Called according to God’s purpose, not ours
Why do the Pelagians say they believe that ‘grace assists the good resolution of everyone, but it does not instil the desire for virtue into a reluctant heart’? They say this as if a person from his own resources, without God’s assistance, has a good resolution and a desire for virtue; and this preceding virtue is worthy of being assisted by the subsequent grace of God. For they think, perhaps, that when the apostle said, ‘For we know that He works all things for good to those who love God, to those who are called according to purpose’ (Rom.8:28) — they think perhaps that Paul meant human purpose, so that this purpose, as a worthy quality, would secure the mercy of the God Who calls.

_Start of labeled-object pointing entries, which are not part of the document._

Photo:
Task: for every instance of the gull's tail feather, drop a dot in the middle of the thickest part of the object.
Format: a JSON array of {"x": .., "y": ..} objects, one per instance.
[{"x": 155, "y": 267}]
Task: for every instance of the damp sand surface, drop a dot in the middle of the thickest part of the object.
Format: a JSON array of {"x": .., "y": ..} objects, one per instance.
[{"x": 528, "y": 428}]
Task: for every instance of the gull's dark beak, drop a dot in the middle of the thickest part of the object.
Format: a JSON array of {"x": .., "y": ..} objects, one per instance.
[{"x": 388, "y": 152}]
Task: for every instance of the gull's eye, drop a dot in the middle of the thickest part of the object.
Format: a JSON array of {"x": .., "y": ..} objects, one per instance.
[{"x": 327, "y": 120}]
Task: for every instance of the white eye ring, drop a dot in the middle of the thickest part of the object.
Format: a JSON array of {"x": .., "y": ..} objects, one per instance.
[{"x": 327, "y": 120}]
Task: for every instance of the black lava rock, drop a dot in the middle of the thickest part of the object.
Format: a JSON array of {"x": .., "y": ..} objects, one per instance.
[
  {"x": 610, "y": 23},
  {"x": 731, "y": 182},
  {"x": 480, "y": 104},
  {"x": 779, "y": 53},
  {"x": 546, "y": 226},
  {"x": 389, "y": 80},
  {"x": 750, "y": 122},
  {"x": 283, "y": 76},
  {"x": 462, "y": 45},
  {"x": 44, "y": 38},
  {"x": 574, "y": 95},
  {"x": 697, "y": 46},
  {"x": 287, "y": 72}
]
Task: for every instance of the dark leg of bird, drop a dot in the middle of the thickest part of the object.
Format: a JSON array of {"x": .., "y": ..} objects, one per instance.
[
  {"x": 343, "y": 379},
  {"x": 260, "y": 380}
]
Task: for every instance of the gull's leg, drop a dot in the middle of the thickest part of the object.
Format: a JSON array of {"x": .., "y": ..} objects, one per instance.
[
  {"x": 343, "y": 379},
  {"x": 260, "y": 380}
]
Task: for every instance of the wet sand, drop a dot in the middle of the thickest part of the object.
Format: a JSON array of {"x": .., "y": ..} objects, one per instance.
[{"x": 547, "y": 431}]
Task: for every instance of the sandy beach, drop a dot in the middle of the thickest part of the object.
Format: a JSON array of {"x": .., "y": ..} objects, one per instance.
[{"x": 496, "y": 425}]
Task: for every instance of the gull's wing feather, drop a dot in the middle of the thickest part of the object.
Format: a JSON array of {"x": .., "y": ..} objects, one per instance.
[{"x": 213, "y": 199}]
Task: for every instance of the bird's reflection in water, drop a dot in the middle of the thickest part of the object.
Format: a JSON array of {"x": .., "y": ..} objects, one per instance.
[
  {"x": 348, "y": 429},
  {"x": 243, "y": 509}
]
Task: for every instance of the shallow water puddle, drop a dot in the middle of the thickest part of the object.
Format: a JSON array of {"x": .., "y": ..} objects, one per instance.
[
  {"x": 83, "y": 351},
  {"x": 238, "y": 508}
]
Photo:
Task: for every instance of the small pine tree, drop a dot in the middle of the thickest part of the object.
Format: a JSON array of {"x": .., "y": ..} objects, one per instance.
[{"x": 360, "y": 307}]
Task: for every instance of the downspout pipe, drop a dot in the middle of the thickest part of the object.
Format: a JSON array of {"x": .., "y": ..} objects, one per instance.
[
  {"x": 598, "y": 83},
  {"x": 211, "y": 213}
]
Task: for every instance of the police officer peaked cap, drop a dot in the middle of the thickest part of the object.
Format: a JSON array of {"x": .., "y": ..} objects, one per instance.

If that’s what they think, they are ignorant of Paul’s real meaning: ‘Who are called according to purpose,’ that is, not human purpose, but the purpose of God, by which before the world’s creation He elected those whom He foreknew and predestined to be conformed to the image of His Son (Rom.8:29). For not all the called are ‘called according to purpose’, since ‘many are called, few are chosen’ (Matt.22:14). But those who are called according to purpose are the persons who were elected before the creation of the world. Of this purpose of God, it was also said (as I have already mentioned concerning the twins Esau and Jacob), ‘that the purpose of God might stand according to election, not by works, but by Him Who calls, it was said, that the elder shall serve the younger’ (Rom.9:11-12). This purpose of God is also mentioned in that place where, writing to Timothy, he says, ‘Labour with the gospel according to the power of God, Who saves us and calls us with this holy calling, not according to our works, but according to His purpose and grace, which was given to us in Christ Jesus before eternal ages, but is now made manifest by the coming of our Saviour Jesus Christ’ (2 Tim.1:8-10).
This, then, is the purpose of God, of which it is said, ‘He works together all things for good for those who are called according to purpose.’ Subsequent grace indeed assists a human good purpose, but the good purpose would not itself exist if grace did not work first.